Transcurrieron las horas entre bromas y abrazos, hasta que comenzó el conteo oficial. El murmullo se transformó en expectación.
Doce… una uva fría entre los dedos, lisa y firme.
Once… otra uva en la boca, la piel estallando con su jugo dulce.
Diez… nueve… algunas se atragantaban, otras reían con la boca llena.

—Otro año más… —comentó la “saca cuentas”, con la seriedad que la caracterizaba, casi como si estuviera cerrando un balance invisible, mientras intentaba no perder el ritmo de las campanadas.

—No, otro año menos… —respondió la mujer que estaba a su lado, mirándola de reojo con una mueca en la que se mezclaban ironía y melancolía.

—¿Otro año menos? ¿Cómo es eso? —preguntó ella, genuinamente intrigada.

—Sí… otro año menos por vivir —contestó sin darle mayor importancia, concentrada en no atragantarse con la siguiente uva.

Aquella frase la dejó desconcertada. Tenía una lógica irrefutable, incluso matemática, pero no encajaba en su forma habitual de sacar cuentas. Sintió una leve presión en el pecho, similar a la que aparecía cuando una cifra no cerraba y la obligaba a revisar toda la operación desde el inicio.

Hasta ese momento, para ella, sacar cuentas había sido un ejercicio exacto: cifras alineadas, operaciones claras, balances que debían cerrarse sin margen de error. Todo encontraba su lugar en el papel.

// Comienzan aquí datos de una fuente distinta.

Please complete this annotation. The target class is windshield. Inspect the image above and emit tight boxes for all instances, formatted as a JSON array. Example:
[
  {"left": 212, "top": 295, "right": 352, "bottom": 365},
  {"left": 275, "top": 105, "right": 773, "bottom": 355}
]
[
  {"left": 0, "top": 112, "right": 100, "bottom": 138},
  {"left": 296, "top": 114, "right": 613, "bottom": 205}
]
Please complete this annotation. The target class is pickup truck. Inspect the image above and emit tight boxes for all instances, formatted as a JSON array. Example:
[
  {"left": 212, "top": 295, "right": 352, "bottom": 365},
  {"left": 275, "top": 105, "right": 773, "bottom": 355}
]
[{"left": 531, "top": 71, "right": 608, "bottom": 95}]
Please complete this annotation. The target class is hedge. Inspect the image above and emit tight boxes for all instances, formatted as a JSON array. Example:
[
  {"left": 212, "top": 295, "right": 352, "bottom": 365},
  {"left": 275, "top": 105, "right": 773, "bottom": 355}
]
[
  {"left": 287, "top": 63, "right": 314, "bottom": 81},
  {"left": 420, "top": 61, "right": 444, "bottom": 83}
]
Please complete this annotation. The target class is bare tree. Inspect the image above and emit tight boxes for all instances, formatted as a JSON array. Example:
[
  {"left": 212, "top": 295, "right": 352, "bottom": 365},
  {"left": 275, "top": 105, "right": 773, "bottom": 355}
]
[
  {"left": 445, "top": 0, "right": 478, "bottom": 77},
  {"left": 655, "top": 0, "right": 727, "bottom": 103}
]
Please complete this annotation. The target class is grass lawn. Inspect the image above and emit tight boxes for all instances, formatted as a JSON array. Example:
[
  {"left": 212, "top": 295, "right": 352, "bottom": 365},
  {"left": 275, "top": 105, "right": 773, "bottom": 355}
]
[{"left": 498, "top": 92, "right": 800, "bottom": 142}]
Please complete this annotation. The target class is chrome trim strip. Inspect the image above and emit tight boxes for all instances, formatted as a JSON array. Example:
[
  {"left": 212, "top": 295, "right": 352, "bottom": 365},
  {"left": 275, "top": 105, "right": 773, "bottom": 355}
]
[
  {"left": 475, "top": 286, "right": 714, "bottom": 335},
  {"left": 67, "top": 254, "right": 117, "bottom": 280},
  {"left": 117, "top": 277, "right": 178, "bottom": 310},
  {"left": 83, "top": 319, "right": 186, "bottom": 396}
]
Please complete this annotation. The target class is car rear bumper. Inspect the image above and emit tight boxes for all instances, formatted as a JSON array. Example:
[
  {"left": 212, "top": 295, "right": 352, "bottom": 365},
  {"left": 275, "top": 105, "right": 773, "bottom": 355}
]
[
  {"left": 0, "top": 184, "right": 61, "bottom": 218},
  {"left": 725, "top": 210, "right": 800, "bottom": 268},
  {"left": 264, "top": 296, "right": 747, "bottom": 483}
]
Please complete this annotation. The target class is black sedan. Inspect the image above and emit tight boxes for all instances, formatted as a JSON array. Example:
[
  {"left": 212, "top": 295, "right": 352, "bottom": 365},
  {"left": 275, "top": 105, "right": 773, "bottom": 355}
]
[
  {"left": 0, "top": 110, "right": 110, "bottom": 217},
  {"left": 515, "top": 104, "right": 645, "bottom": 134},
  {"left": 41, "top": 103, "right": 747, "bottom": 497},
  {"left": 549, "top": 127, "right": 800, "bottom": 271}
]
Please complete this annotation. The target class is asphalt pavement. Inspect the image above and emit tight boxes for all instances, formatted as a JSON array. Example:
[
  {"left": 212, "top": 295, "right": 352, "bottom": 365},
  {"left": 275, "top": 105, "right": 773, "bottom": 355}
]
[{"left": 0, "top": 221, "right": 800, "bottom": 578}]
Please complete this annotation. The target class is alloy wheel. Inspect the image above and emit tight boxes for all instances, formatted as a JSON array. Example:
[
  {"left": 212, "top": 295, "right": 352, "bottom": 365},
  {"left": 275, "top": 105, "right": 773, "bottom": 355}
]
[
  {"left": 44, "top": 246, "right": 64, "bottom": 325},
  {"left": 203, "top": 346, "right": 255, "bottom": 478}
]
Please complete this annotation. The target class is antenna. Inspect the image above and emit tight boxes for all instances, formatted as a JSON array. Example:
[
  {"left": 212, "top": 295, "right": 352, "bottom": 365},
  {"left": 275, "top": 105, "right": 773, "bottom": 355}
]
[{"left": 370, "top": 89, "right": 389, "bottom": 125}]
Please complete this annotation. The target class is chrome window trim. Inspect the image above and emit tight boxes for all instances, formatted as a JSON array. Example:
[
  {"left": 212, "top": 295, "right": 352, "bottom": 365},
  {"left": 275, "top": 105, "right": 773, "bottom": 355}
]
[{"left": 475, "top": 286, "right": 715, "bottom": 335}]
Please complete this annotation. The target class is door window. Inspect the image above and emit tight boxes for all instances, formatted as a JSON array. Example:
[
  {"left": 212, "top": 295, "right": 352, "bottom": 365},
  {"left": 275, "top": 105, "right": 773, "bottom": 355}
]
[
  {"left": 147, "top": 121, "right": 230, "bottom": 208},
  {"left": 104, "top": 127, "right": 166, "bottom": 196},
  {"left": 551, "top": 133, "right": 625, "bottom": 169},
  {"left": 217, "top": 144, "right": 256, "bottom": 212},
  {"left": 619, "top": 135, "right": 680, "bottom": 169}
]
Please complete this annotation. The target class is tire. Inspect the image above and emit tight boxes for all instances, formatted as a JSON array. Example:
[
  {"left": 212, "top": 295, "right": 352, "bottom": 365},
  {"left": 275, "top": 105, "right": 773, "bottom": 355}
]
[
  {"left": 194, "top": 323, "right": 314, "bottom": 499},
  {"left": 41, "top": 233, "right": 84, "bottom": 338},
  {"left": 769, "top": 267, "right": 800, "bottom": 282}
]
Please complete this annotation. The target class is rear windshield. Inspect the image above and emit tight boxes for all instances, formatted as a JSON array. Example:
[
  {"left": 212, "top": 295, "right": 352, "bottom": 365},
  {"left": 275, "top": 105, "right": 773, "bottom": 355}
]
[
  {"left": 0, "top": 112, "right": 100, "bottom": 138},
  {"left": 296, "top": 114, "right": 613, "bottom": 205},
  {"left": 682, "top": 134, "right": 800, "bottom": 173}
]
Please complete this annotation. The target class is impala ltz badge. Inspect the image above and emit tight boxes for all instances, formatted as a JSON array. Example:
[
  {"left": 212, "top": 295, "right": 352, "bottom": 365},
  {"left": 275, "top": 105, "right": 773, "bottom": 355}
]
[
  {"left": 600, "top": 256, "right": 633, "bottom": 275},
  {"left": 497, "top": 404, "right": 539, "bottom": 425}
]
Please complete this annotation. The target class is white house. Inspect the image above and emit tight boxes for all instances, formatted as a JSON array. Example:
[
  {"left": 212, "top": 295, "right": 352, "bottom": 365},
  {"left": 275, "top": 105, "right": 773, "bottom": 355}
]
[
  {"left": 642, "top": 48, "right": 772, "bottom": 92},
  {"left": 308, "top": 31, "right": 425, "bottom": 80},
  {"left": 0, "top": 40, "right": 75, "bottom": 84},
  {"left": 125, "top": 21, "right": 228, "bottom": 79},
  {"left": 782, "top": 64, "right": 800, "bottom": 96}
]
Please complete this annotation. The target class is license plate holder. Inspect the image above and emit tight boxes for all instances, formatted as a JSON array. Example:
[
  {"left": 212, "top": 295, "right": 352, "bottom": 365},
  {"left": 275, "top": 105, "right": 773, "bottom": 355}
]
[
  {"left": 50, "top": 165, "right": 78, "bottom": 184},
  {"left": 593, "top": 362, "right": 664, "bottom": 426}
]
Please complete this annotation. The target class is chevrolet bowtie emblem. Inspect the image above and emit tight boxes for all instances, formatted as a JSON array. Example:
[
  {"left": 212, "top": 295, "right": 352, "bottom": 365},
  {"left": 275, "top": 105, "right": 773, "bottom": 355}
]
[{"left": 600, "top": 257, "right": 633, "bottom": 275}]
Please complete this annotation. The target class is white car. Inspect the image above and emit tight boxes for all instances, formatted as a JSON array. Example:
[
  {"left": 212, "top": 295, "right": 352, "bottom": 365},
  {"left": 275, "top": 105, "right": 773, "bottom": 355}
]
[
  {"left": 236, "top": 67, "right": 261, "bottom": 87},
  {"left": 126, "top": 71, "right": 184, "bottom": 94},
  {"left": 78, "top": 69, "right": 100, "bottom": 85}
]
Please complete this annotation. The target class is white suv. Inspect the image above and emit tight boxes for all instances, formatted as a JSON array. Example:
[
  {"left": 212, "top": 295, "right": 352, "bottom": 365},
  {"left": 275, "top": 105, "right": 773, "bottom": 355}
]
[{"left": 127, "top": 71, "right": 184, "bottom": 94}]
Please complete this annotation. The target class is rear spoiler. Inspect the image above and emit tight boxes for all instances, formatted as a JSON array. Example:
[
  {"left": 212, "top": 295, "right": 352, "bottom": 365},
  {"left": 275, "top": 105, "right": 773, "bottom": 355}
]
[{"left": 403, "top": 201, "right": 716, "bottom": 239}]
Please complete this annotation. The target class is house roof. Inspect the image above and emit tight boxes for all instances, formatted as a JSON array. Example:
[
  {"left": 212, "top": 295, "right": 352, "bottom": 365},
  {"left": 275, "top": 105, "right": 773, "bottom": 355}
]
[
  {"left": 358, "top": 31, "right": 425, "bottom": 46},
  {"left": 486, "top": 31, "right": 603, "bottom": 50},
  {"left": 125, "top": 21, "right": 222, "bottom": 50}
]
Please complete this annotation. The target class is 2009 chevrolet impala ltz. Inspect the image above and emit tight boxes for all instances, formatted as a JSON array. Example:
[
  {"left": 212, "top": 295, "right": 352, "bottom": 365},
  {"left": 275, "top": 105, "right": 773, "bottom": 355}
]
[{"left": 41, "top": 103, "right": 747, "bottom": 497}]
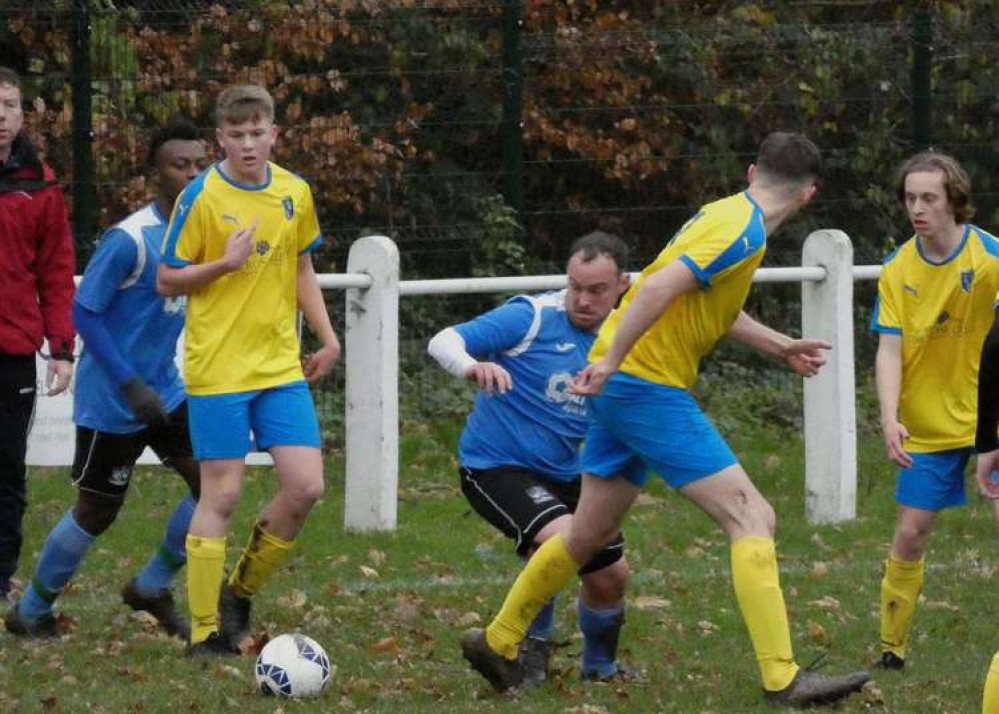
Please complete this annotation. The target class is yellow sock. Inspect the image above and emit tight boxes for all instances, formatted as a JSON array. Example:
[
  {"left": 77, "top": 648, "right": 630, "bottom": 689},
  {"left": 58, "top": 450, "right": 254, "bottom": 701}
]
[
  {"left": 186, "top": 533, "right": 225, "bottom": 644},
  {"left": 486, "top": 535, "right": 582, "bottom": 659},
  {"left": 229, "top": 524, "right": 294, "bottom": 597},
  {"left": 881, "top": 555, "right": 923, "bottom": 659},
  {"left": 731, "top": 536, "right": 798, "bottom": 692},
  {"left": 982, "top": 652, "right": 999, "bottom": 714}
]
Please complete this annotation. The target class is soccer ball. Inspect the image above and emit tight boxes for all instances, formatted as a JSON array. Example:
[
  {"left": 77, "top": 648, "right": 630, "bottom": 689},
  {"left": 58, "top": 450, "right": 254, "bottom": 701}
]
[{"left": 255, "top": 634, "right": 330, "bottom": 699}]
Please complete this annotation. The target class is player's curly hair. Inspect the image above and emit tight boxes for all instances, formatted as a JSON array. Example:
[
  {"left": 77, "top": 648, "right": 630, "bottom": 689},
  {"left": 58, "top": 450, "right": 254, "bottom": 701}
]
[
  {"left": 756, "top": 131, "right": 822, "bottom": 185},
  {"left": 146, "top": 116, "right": 201, "bottom": 168},
  {"left": 215, "top": 84, "right": 274, "bottom": 127},
  {"left": 895, "top": 151, "right": 975, "bottom": 223},
  {"left": 569, "top": 231, "right": 628, "bottom": 272}
]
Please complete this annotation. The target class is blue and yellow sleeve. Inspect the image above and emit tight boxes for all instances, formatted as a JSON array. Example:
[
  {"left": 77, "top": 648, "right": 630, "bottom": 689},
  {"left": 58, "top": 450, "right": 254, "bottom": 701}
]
[
  {"left": 680, "top": 214, "right": 766, "bottom": 289},
  {"left": 297, "top": 181, "right": 323, "bottom": 255},
  {"left": 454, "top": 298, "right": 534, "bottom": 358},
  {"left": 163, "top": 171, "right": 208, "bottom": 268}
]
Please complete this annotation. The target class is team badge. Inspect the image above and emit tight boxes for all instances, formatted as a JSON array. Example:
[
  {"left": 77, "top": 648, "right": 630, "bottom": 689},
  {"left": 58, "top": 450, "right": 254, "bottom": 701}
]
[{"left": 961, "top": 270, "right": 975, "bottom": 293}]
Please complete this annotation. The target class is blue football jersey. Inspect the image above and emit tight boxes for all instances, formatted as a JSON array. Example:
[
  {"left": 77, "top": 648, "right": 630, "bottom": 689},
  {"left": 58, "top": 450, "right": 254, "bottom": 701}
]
[
  {"left": 73, "top": 203, "right": 186, "bottom": 434},
  {"left": 455, "top": 290, "right": 596, "bottom": 480}
]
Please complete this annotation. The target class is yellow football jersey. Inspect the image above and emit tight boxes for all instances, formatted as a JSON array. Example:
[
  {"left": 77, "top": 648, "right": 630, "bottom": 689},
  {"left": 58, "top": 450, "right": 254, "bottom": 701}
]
[
  {"left": 590, "top": 192, "right": 767, "bottom": 389},
  {"left": 871, "top": 225, "right": 999, "bottom": 452},
  {"left": 163, "top": 164, "right": 322, "bottom": 395}
]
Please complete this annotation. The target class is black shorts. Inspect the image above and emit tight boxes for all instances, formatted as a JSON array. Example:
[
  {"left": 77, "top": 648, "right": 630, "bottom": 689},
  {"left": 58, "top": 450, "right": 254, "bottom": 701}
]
[
  {"left": 458, "top": 466, "right": 624, "bottom": 575},
  {"left": 72, "top": 401, "right": 194, "bottom": 498}
]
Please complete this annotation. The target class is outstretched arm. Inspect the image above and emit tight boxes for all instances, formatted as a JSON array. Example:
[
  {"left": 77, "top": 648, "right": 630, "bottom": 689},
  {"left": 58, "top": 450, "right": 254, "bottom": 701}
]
[
  {"left": 156, "top": 222, "right": 257, "bottom": 297},
  {"left": 727, "top": 312, "right": 832, "bottom": 377},
  {"left": 874, "top": 332, "right": 912, "bottom": 468},
  {"left": 297, "top": 253, "right": 340, "bottom": 382}
]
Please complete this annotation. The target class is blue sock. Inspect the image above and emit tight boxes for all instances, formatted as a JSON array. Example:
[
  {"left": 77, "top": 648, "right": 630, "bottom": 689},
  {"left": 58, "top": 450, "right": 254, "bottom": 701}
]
[
  {"left": 20, "top": 510, "right": 95, "bottom": 620},
  {"left": 135, "top": 496, "right": 197, "bottom": 597},
  {"left": 527, "top": 598, "right": 555, "bottom": 641},
  {"left": 578, "top": 598, "right": 624, "bottom": 677}
]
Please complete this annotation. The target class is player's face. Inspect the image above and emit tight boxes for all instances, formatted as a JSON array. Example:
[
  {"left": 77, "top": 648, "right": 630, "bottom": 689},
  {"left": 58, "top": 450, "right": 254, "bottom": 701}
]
[
  {"left": 0, "top": 84, "right": 24, "bottom": 158},
  {"left": 905, "top": 171, "right": 956, "bottom": 239},
  {"left": 565, "top": 253, "right": 628, "bottom": 331},
  {"left": 216, "top": 116, "right": 277, "bottom": 184},
  {"left": 156, "top": 139, "right": 208, "bottom": 204}
]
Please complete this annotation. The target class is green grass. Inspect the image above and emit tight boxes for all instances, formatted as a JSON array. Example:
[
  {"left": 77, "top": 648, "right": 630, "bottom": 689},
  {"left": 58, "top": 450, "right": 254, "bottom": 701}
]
[{"left": 0, "top": 414, "right": 999, "bottom": 714}]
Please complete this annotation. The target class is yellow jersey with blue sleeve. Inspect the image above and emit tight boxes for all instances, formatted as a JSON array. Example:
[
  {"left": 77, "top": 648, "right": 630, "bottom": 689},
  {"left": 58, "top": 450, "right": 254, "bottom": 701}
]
[
  {"left": 871, "top": 224, "right": 999, "bottom": 453},
  {"left": 590, "top": 192, "right": 767, "bottom": 389},
  {"left": 163, "top": 163, "right": 322, "bottom": 396}
]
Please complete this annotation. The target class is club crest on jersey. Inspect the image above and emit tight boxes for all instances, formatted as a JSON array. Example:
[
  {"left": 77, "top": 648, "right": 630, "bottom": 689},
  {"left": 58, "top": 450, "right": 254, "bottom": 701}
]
[{"left": 961, "top": 270, "right": 975, "bottom": 293}]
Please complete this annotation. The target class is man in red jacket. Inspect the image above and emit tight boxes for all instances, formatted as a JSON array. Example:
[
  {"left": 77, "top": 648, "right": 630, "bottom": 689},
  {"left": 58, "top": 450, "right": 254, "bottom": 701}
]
[{"left": 0, "top": 67, "right": 76, "bottom": 599}]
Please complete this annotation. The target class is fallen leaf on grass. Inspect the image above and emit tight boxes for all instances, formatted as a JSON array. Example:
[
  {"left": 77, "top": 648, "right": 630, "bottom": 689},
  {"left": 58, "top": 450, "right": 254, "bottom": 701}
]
[
  {"left": 629, "top": 595, "right": 673, "bottom": 610},
  {"left": 812, "top": 533, "right": 831, "bottom": 550},
  {"left": 697, "top": 620, "right": 718, "bottom": 635},
  {"left": 923, "top": 600, "right": 961, "bottom": 612},
  {"left": 219, "top": 664, "right": 243, "bottom": 679},
  {"left": 808, "top": 560, "right": 829, "bottom": 581},
  {"left": 236, "top": 630, "right": 271, "bottom": 655},
  {"left": 277, "top": 590, "right": 309, "bottom": 610}
]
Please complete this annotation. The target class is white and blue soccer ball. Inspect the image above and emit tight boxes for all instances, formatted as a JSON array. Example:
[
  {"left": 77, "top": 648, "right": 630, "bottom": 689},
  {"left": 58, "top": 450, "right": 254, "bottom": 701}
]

Pero aquello era distinto. No se trataba de sumar ni de restar, sino de algo imposible de auditar: los años vividos y los que aún quedaban por vivir. Y ese cálculo no ofrecía un resultado preciso, sino un balance abierto, sin cifras definitivas, imposible de corregir.

Aquella no fue una noche cualquiera. Fue distinta. No solo por haber compartido un momento irrepetible con esas amigas regaladas por el destino, sino porque, sin saberlo del todo, comenzó a comprender que la vida no se deja medir con la rigidez de una fórmula. Hay cuentas que no admiten auditoría, pérdidas que no se registran y ganancias que no figuran en ningún estado financiero.

Desde esa noche, sus cuentas ya no serían las mismas. Y ella tampoco. Aunque todavía no fuera consciente, había comenzado a intuir que no todo debía cerrarse con exactitud, que había balances que no pedían corrección. Comprendía, sin saber aún cómo nombrarlo, que la vida no exige rigidez, sino presencia; no control, sino disposición a fluir con sus inevitables desajustes.

Entonces volvió en sí. El conteo seguía su curso y las campanadas caían una tras otra, densas, metálicas. Tomó un puñado de uvas; las sintió frías y lisas en la palma de la mano, y se las llevó a la boca sin medir el tiempo. La piel estalló entre los dientes, dulce y áspera a la vez. Masticó al ritmo que pudo, respirando hondo, dejando que el jugo le escurriera por la lengua. Por primera vez, no intentaba ajustar el tiempo a sus cuentas, sino acompasarse a él, aceptando su pulso irregular.

“Hay balances que solo se comprenden cuando se dejan abiertos.”